Leaves of Grass by Walt Whitman

“What is one to say of this garrulous old bore? Whitman’s so called poetry ranges from a simpleton’s idea of Shakespeare and the purpler passages of the Bible to sheer semi-literate sludge”

The history of Mr Polly by H.G. Wells.

“What is the point of this book?”

Tess of the d’Urbervilles by Thomas Hardy

“Perhaps it was Wessex clay that clogged Hardy’s pen. Some-thing certainly intervened between the sublime tragic idea dimly in his head and the ludicrous results when set on paper”

Alice’s adventures in wonderland by Lewis Carroll

“Children aren’t fond of the book, and adults either forget that as children they did not like it, or pretend they did”

To the lighthouse by Virginia Woolf

“No, no is one’s reaction to the title. And, indeed, to the whole book”

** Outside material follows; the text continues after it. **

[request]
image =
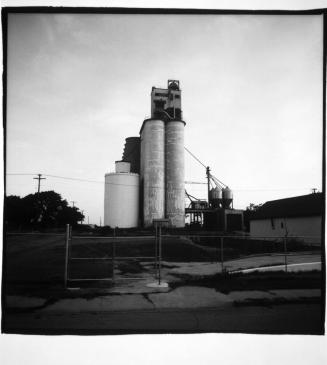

The sound and the fury by William Faulkner.

“We could easily do without the entire oeuvre of William Faulkner”

A farewell to arms by Ernest Hemingway

“Shouldn’t we now recognise him as a footnote to the minor art of Gertrude Stein, an appendix to the biography of the great novelist Scott Fitzgerald, and the Ouida of the thirties?”

The authors manage to damn the work of four poets in one sentence.

“Compared with Kipling or Henley or Francis Thompson, Houseman is almost bearable”

Whilst inevitably the text mainly consists of takedowns of literary classics, the book’s aim is to divert readers to works the authors’ think more worthwhile. Read F. Scott Fitzgerald, George Eliot and Jane Austen and not Ernest Hemingway, Thomas Hardy and Hermann Melville is the message of the book.

Who are these authors making a full frontal attack on the canon and what are their credentials? Brigid Brophy (1929-1995) was a leading British novelist who was also known for campaigning for animal rights and gay marriage. She played a central role in the successful campaign to establish Public Lending Rights for authors in the UK that ensured writers were financially compensated for loans of their work by public libraries. Ironically Brophy has almost disappeared from the canon herself, and her once acclaimed novels are largely out of print. Her 1964 novel “The Snow Ball” was brought back into print last year. Brophy’s work is held in high regard by many contemporary writers including Ali Smith, Sarah Waters and Hilary Mantel. In 1983 she was diagnosed with multiple sclerosis. Michael Levey (1927-2008) was Brophy’s husband. He was an art historian and the director of the National Gallery from 1973 to 1986, relinquishing the post to care for his wife. It was a happy if unconventional marriage during the course of which Brophy pursued affairs with Iris Murdoch and Maureen Duffy. Charles Osborne (1927-2017) was a music and theatre critic and literature director of the Arts Council of Great Britain from 1971 until 1986. He wrote a biography of Agatha Christie and adapted four of her plays into novels.

The book caused a minor sensation when it was published. Not everyone though was impressed, Anthony Burgess commented “Like children, they have shown off, and the showing off has provoked attention.” The book was one of the opening salvos in an ongoing debate on what should be in the literary canon, that continues to this day.